Physicists at the University of Texas at Arlington might have unlocked another key to defeating cancerous tumors deep within the body. How it’s done is kind of like flipping on millions of microscopic light bulbs.
UTA announced this week that the research, led by physics professor Wei Chen and published this month in the Journal of Biomedical Nanotechnology, shows that using microwaves to activate photosensitive nanoparticles produces tissue-heating effects that lead to cell death in solid tumors.
“Our new method using microwaves can propagate through all types of tissues and target deeply situated tumors,” said Chen, lead author of the study.
Photodynamic therapy kills cancer cells when a nanoparticle introduced into tumor tissue generates something called singlet oxygen after being exposed to light. Singlet oxygen irreversibly damages cell mitochondria and eventually causes cell death.
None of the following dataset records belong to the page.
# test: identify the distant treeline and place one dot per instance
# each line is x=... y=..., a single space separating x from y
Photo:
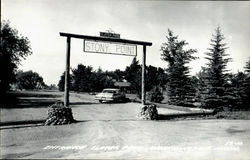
x=213 y=87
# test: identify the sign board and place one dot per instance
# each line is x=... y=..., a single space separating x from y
x=109 y=48
x=108 y=34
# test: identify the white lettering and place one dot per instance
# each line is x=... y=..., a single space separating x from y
x=106 y=47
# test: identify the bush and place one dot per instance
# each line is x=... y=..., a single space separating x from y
x=156 y=95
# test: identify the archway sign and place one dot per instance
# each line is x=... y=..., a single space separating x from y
x=106 y=43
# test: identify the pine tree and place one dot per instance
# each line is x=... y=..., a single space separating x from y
x=180 y=90
x=246 y=84
x=214 y=94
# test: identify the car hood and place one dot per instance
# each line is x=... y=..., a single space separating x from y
x=104 y=95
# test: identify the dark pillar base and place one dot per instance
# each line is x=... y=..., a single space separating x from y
x=148 y=112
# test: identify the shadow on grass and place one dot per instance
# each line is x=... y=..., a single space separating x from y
x=27 y=100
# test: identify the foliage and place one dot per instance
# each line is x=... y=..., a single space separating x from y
x=156 y=95
x=180 y=90
x=29 y=80
x=82 y=78
x=154 y=77
x=213 y=92
x=14 y=48
x=133 y=75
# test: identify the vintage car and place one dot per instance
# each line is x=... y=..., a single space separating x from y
x=110 y=94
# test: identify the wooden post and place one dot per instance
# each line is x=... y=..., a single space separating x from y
x=143 y=75
x=66 y=84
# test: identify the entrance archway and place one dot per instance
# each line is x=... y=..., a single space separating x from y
x=122 y=48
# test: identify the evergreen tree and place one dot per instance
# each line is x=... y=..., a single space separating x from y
x=215 y=91
x=246 y=85
x=82 y=78
x=180 y=90
x=133 y=75
x=14 y=48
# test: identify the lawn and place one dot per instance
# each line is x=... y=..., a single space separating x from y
x=112 y=131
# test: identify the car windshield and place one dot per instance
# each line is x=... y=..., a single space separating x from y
x=109 y=91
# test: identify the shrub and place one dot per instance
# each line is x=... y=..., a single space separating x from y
x=156 y=95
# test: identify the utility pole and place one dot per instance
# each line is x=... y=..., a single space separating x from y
x=143 y=94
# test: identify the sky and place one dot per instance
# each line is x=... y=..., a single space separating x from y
x=144 y=20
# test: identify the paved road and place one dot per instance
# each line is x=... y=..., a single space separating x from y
x=111 y=131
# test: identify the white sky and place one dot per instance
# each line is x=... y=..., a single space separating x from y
x=42 y=20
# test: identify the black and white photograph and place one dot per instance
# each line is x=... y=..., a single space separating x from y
x=125 y=79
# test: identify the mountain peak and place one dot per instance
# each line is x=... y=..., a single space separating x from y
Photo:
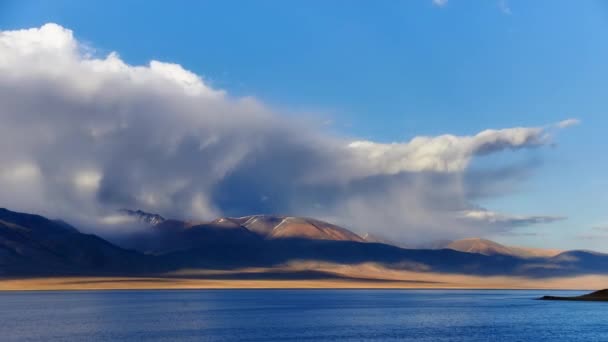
x=142 y=216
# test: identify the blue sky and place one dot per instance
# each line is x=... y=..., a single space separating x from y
x=392 y=71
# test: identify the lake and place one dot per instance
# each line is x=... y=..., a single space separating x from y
x=297 y=315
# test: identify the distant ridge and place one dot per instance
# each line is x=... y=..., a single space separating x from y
x=487 y=247
x=143 y=216
x=33 y=245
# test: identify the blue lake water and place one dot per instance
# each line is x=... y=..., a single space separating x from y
x=297 y=315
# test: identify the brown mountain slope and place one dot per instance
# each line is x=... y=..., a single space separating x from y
x=279 y=227
x=487 y=247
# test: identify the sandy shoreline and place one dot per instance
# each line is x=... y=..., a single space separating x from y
x=166 y=283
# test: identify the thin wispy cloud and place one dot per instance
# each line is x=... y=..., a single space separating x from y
x=440 y=3
x=504 y=7
x=568 y=123
x=97 y=134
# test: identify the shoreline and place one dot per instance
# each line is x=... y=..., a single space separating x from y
x=90 y=283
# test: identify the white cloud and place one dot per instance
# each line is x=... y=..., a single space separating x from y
x=100 y=135
x=568 y=123
x=504 y=7
x=506 y=220
x=444 y=153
“Up to now, photodynamic therapy, which depends on visible, ultraviolet or near infrared light, was considered effective for skin cancers or cancers close to the skin surface,” Chen said. “Our new concept combining microwaves with photodynamic therapy opens up new avenues for targeting deeper tumors and has already proven effective in rapidly and safely reducing tumor size.”
In prior studies, the researchers had identified a new type of nanoparticle — copper-cysteamine, or Cu-Cy — that could be activated by X-rays to produce singlet oxygen and slow the growth of tumors. But X-ray radiation carries significant risks to patients and can harm healthy tissue.
In the new lab study, the team demonstrated that the Cu-Cy can also be activated by microwaves, which can be directed at the tumor itself without harming surrounding tissue.
“Our new microwave-induced photodynamic therapy offers numerous advantages, the most significant of which is increased safety,” Chen said. “Our nanoparticle Cu-Cy also demonstrates very low toxicity, is easy to make and inexpensive and also emits intense luminescence, which means it can also be used as an imaging agent.”
Alex Weiss, chairman of the UTA physics department, said the research is also important in the context of UTA’s increasing focus on health and the human condition as part of its 2020 strategic plan.
“Dr. Chen’s research into nanoparticle activation has led to important discoveries that could potentially transform cancer treatment,” Weiss said. “This new paper on the possibilities of microwave activation demonstrates yet again how Dr. Chen’s search for new modalities of therapy could play a key role in finding safe, viable and inexpensive treatments for cancer.”
Chen came to UTA in 2006 following an international career in the United States, Canada, Sweden and China. He received his doctorate in chemistry from Peking University in Beijing.